The first horn is exclusive belief in the phenomena of current physics, such as matter-energy, space-time, the fundamental interactions, and so on. The problem with this is that such a belief is highly unlikely to be true. This is in part because we can witness the constant change of physics through history...Secondly, as is well known, the current state of physics cannot be final due, in particular, to the inconsistency between general relativity and quantum mechanics. Thirdly, as will be seen below, the role of the mind in current physics is undetermined.

The second horn of the dilemma: belief in the phenomena of a future, ideal physics. There are two chief problems with this alternative. Firstly, how could one believe in physicalism if one did not know what that was?...Secondly, it may turn out that a future physics would include mentality amongst its fundamental elements. This contradicts the materialist premise.


2. - Irreducible Mentality

Current physical properties cannot describe nor explain mentality, therefore reality must be more than that which such physicalism presents. I cannot describe mental states such as hunger, despair, pain, or curiosity using physical properties alone—it would be an unintelligible category mistake to describe my hunger as comprised of a certain mass, gravity, volume, charge, and shape.


3. - The Evolutionary Argument against Physicalism

The physicalism of today accepts four fundamental interactions: gravity, electromagnetism, and the strong and weak nuclear forces. It does not accept mental force. The ultimate, counter-intuitive and thus mostly unwanted implication of this is epiphenomenalism: that mentality is completely useless, like the steam from a locomotive engine.
.....................
(However,) not only does mentality exist in humans, but also presumably in the myriad other species of this world. For mentality to evolve and to maintain itself therein, without any purpose or power, runs against our notions of evolution, of selection. For instance, have we not evolved our intelligence, our reasoning powers? Did they not aid our survival and development?

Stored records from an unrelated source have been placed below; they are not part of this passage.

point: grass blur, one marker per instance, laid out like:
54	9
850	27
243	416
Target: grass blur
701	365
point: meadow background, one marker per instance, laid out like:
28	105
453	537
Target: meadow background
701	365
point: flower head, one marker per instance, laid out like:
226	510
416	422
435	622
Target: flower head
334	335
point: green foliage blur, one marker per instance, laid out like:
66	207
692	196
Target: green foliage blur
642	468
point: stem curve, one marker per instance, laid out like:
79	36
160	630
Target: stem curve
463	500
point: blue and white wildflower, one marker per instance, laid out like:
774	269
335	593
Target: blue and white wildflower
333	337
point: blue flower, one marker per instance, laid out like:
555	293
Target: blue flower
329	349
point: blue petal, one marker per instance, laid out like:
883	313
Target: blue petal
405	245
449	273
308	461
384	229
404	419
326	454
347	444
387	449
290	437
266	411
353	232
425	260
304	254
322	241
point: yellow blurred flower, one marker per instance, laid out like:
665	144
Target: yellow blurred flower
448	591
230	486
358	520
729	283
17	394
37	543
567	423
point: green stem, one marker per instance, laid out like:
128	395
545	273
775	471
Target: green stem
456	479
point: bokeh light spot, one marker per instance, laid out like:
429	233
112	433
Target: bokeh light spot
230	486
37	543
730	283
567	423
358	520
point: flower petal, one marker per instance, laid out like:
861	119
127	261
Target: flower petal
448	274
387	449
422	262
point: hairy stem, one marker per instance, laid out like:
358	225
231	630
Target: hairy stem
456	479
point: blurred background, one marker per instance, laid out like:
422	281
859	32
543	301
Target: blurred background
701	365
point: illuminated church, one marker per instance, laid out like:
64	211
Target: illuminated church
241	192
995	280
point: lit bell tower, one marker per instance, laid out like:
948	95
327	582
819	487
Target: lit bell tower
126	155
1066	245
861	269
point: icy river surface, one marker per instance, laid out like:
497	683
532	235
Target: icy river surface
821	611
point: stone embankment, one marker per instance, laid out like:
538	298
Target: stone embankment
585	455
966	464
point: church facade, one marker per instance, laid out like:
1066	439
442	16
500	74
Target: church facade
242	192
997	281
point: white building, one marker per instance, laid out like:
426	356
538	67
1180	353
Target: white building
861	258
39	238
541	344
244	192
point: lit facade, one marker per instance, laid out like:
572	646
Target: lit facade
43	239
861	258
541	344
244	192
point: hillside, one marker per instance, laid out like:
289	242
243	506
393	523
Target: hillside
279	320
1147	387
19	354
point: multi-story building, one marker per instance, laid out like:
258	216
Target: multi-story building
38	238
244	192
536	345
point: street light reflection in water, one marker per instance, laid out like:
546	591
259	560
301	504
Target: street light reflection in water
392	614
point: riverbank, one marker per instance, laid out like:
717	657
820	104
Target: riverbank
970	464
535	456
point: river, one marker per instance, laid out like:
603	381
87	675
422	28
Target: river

4. - The Universal Cracking of Causal Closure

If one accepts....that there exists what the logician Frege called “the third realm” (beyond physicality and mentality) of objective truths—such as the truth of modus ponens, the properties of Pi, the Pythagorean theorem, or the Form of Beauty—truths that exist whether or not they are discovered, meaning that they are in essence neither mental nor physical (as there can be no neural correlates of non-existent mental events), then it implies that their existence has an effect upon the physical through their discovery.
.....Thus the existence of such universal truths implies the falsity of one of physicalism’s key tenets: the causal closure of the physical.

I'm sure there are philosophical rejoinders to all of them. I am personally more impressed by the great accumulation of empirical evidence.